Clinton, whether she knows it or not, is retelling a racist—though popular—version of American history which held sway in this country until relatively recently. Sometimes going under the handle of “The Dunning School,” and other times going under the “Lost Cause” label, the basic idea is that Reconstruction was a mistake brought about by vengeful Northern radicals. The result was a savage and corrupt government which in turn left former Confederates, as Clinton puts, it “discouraged and defiant.”
I completely disagree. First, Clinton was stating, imo, that she thinks Reconstruction would have gone better and differently if Lincoln had survived and not ended in "segregation and Jim Crow.This is not Dunning School, this is Great Man Theory.
Now the Great Man Theory is equally absurd. And Matt Yglesias is right that Eric Foner's seminal book on Reconstruction describes the process correctly:
The now-dominant view, closely associated with Eric Foner's book Reconstruction: America's Unfinished Revolution1, is much more straightforward. The Republican Party was formed by people who didn't like slavery. The Civil War was initiated by Southerners who really liked slavery. Lincoln acted to end slavery.
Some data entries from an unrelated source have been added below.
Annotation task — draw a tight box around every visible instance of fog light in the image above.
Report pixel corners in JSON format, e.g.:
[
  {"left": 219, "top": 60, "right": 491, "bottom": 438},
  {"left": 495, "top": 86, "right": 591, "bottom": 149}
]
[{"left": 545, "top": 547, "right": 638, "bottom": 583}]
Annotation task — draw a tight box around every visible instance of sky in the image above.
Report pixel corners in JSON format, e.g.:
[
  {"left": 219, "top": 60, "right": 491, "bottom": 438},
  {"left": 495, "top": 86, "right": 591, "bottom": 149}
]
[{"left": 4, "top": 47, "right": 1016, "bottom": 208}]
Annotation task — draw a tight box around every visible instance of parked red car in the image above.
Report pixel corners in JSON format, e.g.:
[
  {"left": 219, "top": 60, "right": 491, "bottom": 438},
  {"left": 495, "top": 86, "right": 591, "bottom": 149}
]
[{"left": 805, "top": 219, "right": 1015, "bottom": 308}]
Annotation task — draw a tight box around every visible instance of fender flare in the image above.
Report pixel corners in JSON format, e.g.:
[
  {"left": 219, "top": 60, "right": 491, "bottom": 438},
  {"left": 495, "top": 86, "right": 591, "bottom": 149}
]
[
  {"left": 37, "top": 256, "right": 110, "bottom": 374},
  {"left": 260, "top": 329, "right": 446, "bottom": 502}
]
And after the war the Radical Republicans attempted, rather nobly, to impose legal equality between the races.
Reconstruction, in this view, failed because the white South fought so hard against it, and because it turned out that while most white Northerners didn't like slavery, they also didn't like racial equality, and certainly didn't like racial equality enough to invest the money and manpower that would be needed to enforce it.
I agree with Foner and do not believe even a "Great Man" like Lincoln would have held back these forces for a long period of time. The backlash was inevitable.
But this is not a Dunning School mistake. It is a Great Man Theory mistake. In my view, Coates and Yglesias have completely misunderstood what Clinton was saying in that short statement last night. She was not saying Reconstruction was bad - after all, she decried that segregation and Jim Crowism resulted in the backlash. She was saying Lincoln would have found a way to avoid the backlash because, you know, Lincoln was great. And she is wrong on that. The forces were beyond Lincoln imo.
In any event, maybe they should ask her.